#47370 [SC-Critical] `account_transfer_partial` should not be enabled when `transfer_registry_address` is not configured.

Submitted on Jun 13th 2025 at 05:12:31 UTC by @shaflow1 for IOP | Paradex

• Report ID: #47370

• Report Type: Smart Contract

• Report severity: Critical

• Target: https://github.com/tradeparadex/audit-competition-may-2025/tree/main/paraclear

• Impacts:

  • Direct theft of any user funds, whether at-rest or in-motion, other than unclaimed yield

Description

Brief/Intro

When transfer_registry_address is not yet configured, _detect_account_transfer_restriction will skip the check. However, _detect_account_transfer_restriction is the only mechanism for enforcing the account_transfer_partial permission. If the check is skipped, it will result in unrestricted fund transfers.
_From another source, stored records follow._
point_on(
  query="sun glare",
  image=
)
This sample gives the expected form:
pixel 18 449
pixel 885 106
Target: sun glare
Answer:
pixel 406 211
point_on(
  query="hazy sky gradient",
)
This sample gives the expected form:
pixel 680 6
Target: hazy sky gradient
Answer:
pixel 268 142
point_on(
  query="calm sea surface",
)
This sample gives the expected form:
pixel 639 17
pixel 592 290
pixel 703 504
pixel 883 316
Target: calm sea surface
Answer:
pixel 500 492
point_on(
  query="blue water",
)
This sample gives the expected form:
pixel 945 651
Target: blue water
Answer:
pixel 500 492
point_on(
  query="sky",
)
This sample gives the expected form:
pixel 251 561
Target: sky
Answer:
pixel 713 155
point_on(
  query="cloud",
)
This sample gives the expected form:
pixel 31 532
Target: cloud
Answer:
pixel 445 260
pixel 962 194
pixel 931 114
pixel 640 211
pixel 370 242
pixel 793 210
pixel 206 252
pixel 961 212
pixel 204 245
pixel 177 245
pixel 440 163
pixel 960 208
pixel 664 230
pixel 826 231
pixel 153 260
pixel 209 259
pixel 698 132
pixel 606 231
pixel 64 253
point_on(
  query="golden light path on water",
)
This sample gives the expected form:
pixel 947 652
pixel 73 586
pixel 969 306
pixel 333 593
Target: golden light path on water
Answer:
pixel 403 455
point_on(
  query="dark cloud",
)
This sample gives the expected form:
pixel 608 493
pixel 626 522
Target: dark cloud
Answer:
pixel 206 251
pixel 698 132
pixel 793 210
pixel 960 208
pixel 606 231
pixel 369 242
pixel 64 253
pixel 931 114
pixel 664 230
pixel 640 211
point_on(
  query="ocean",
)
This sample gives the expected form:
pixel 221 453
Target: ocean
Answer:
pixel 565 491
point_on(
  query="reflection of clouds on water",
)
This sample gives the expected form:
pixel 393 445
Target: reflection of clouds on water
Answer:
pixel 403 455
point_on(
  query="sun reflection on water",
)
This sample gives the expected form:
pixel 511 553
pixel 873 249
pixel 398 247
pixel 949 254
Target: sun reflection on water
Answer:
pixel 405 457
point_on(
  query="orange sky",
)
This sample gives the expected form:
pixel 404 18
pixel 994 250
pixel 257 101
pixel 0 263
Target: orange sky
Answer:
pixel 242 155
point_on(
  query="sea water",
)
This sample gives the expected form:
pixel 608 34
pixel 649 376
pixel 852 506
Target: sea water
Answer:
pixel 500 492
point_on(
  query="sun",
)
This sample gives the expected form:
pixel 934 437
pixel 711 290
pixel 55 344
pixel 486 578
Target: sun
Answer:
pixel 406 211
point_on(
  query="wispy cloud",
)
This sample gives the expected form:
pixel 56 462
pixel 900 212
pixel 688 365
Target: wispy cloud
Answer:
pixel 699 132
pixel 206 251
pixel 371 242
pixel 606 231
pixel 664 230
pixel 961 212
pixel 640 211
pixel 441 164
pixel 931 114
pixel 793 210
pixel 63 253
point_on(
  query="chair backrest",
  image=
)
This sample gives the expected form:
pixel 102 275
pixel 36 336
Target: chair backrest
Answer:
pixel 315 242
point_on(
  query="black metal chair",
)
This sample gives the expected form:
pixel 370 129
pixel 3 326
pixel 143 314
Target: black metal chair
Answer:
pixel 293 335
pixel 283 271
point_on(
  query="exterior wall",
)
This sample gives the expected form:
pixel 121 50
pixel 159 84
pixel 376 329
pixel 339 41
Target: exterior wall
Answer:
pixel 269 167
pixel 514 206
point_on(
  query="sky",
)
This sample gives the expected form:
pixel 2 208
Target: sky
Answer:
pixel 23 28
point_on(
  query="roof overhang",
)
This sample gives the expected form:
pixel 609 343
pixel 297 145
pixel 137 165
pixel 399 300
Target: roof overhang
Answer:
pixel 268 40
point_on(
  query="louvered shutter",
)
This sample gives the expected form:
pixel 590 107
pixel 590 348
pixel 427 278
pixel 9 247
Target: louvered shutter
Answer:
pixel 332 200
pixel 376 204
Therefore, _detect_account_transfer_restriction should revert when transfer_registry_address is not configured, instead of skipping the check.

Vulnerability Details

        fn account_transfer_partial(
            ref self: ContractState,
            account: ContractAddress,
            receiver: ContractAddress,
            account_share: felt252,
            amount_collateral: felt252,
        ) -> felt252 {
            // Validate account share is between 0 and 1
            assert!(
                account_share.try_into().unwrap() > 0_i128
                    && account_share.try_into().unwrap() <= ONE,
                "AccountTransfer: account_share must be within [1,100000000]",
            );

            // detect transfer restriction
            self
                .token
                ._detect_account_transfer_restriction(account, receiver, account_share.into());

account_transfer_partial is used for fund withdrawals and vault closure fund transfers. The only permission control in this function is the _detect_account_transfer_restriction function.

        fn _detect_account_transfer_restriction(
            self: @ComponentState<TContractState>,
            sender: ContractAddress,
            recipient: ContractAddress,
            account_share: u256,
        ) {
            // Read transfer registry address
            let transfer_registry_address = self.Paraclear_transfer_registry.read();

            // If transfer registry is set, check restrictions
            if transfer_registry_address.is_non_zero() {
                let registry_dispatcher = IRegistryDispatcher {
                    contract_address: transfer_registry_address,
                };
                let is_account_transfer_restricted: u8 = registry_dispatcher
                    .detect_account_transfer_restriction(sender, recipient, account_share);

                assert!(
                    is_account_transfer_restricted == 0,
                    "Transfer: Account transfer is not allowed",
                );
            }
        }

However, when transfer_registry_address is not configured, _detect_account_transfer_restriction skips the check, which causes the sole permission control for account_transfer_partial to fail. As a result, anyone can transfer others’ positions and funds.

Therefore, when transfer_registry_address is not configured, the function should revert instead of skipping the check.

Impact Details

When transfer_registry_address is not configured, anyone can transfer the full amount of another user's funds.

References

https://github.com/tradeparadex/audit-competition-may-2025/blob/0eb81b26a67666c399b4e16b39a96c19848ab7fd/paraclear/src/token/token.cairo#L322

Proof of Concept

Proof of Concept

1. The contract has not yet enabled the vault and transfer_registry_address is not configured.

2. Anyone can use the account_transfer_partial function to transfer another user's funds to their own account, thereby stealing funds.